De tout cela naissent de nouvelles expérimentations et de nouvelles explorations. Marx nous l’a dit 1000 fois, en nous conseillant de ne pas prendre ses brillantes hypothèses comme des recettes de cuisine. Il n’y a pas de modèle établi d’avance. Il y a seulement la lutte et la capacité de développer des outils d’émancipation, des capacités stratégiques, des méthodologies qui produisent un réel empowerment.
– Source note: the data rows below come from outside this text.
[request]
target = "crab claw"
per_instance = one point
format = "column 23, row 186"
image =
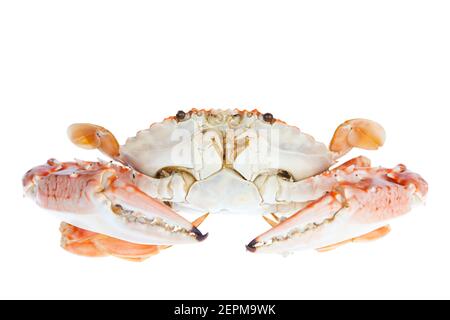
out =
column 90, row 244
column 91, row 136
column 360, row 133
column 101, row 198
column 350, row 211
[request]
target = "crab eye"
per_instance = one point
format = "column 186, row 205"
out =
column 180, row 115
column 268, row 117
column 285, row 175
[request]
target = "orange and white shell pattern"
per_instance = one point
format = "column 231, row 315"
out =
column 222, row 161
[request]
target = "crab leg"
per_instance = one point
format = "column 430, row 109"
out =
column 91, row 136
column 90, row 244
column 356, row 206
column 360, row 133
column 102, row 198
column 371, row 236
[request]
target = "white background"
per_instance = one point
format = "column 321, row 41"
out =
column 314, row 64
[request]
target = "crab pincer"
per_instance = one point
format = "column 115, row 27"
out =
column 102, row 197
column 358, row 207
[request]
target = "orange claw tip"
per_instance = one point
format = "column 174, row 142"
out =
column 251, row 247
column 198, row 235
column 91, row 136
column 360, row 133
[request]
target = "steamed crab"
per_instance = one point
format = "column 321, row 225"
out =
column 218, row 161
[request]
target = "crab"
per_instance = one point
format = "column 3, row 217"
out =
column 222, row 161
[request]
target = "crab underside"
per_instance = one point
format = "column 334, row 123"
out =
column 222, row 161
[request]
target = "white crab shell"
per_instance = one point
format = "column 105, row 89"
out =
column 236, row 162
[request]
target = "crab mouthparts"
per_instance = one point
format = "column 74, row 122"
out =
column 136, row 218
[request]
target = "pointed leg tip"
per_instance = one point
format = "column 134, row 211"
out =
column 199, row 236
column 251, row 247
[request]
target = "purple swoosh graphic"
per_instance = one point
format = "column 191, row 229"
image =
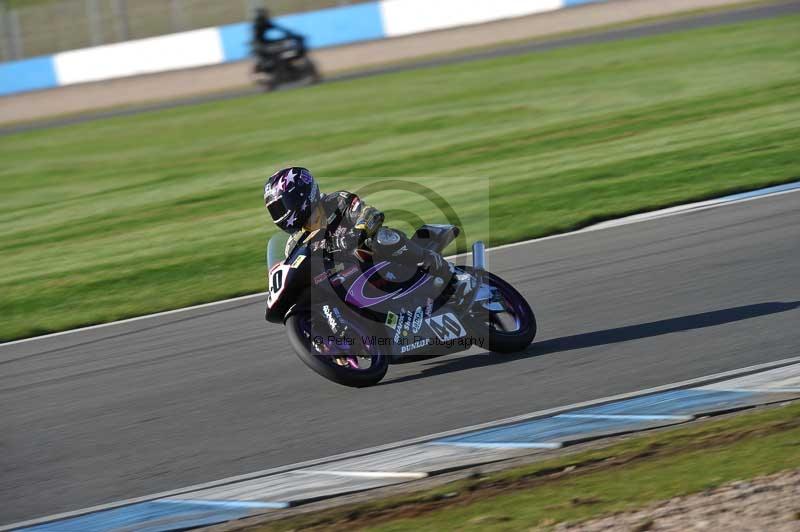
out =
column 355, row 295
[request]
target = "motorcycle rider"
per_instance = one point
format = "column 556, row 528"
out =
column 262, row 24
column 297, row 206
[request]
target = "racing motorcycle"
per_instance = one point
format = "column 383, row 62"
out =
column 349, row 317
column 283, row 61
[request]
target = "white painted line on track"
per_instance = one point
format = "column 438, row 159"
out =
column 423, row 439
column 229, row 504
column 363, row 474
column 644, row 217
column 632, row 417
column 500, row 445
column 759, row 390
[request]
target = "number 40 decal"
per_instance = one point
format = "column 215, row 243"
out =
column 277, row 281
column 447, row 327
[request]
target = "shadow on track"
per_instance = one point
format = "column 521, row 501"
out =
column 605, row 337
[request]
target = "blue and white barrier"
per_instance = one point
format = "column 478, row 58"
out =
column 324, row 28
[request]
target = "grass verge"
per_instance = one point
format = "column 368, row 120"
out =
column 125, row 216
column 621, row 477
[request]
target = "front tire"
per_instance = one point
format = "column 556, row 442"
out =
column 301, row 333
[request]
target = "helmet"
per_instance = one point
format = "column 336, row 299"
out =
column 291, row 195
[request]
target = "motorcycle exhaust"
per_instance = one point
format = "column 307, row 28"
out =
column 479, row 257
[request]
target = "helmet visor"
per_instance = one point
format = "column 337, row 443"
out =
column 276, row 209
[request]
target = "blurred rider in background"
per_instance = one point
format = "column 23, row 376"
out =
column 263, row 26
column 297, row 206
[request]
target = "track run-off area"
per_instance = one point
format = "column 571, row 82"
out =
column 163, row 402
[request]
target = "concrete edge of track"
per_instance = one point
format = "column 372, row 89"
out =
column 302, row 483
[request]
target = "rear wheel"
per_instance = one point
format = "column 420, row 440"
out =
column 509, row 319
column 349, row 361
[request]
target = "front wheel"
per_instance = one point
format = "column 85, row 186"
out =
column 350, row 361
column 508, row 317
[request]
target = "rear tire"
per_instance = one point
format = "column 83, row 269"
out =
column 501, row 341
column 306, row 351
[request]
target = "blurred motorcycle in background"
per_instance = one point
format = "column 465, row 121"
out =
column 283, row 61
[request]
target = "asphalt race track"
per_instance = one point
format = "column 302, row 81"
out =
column 161, row 403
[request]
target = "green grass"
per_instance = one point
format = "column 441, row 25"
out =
column 125, row 216
column 621, row 477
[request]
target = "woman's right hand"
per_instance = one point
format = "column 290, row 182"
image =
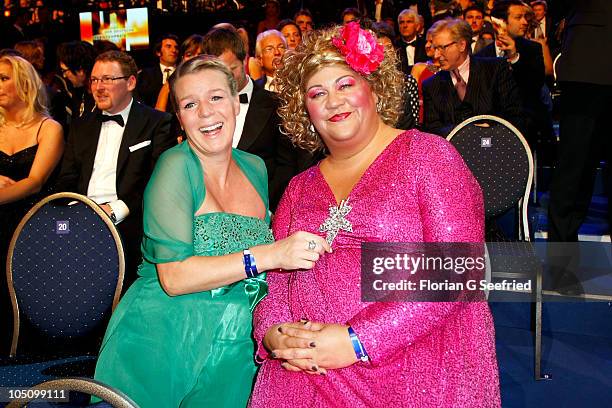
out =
column 6, row 181
column 300, row 250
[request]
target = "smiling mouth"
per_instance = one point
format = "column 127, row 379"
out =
column 339, row 117
column 211, row 128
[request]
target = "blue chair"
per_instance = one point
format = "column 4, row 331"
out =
column 65, row 269
column 82, row 387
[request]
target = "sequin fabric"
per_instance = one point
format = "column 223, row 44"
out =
column 422, row 354
column 231, row 231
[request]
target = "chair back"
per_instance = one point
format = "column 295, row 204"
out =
column 65, row 269
column 61, row 387
column 500, row 158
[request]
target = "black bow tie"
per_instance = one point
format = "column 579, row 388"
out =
column 116, row 118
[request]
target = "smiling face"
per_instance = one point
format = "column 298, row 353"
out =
column 342, row 107
column 115, row 96
column 207, row 111
column 272, row 50
column 451, row 54
column 168, row 54
column 475, row 19
column 8, row 91
column 517, row 21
Rien n’est donné d’avance, mais comme le disait Bertolt Brecht, « celui qui combat peut perdre, mais celui qui ne combat pas a déjà perdu ».


NOTES

[1] Marx, La guerre civile en France, 1871, < http://classiques.uqac.ca/classiques/Marx_karl/guerre_civile_france/guerre_civile_france.html>

[2] La Garde nationale en tant que corps militarisé d’appoint s’est rangée aux côtés du peuple en 1871. En tant qu’organisme militarisé, la Garde nationale amenait dans le processus de la Commune une inflexion autoritaire.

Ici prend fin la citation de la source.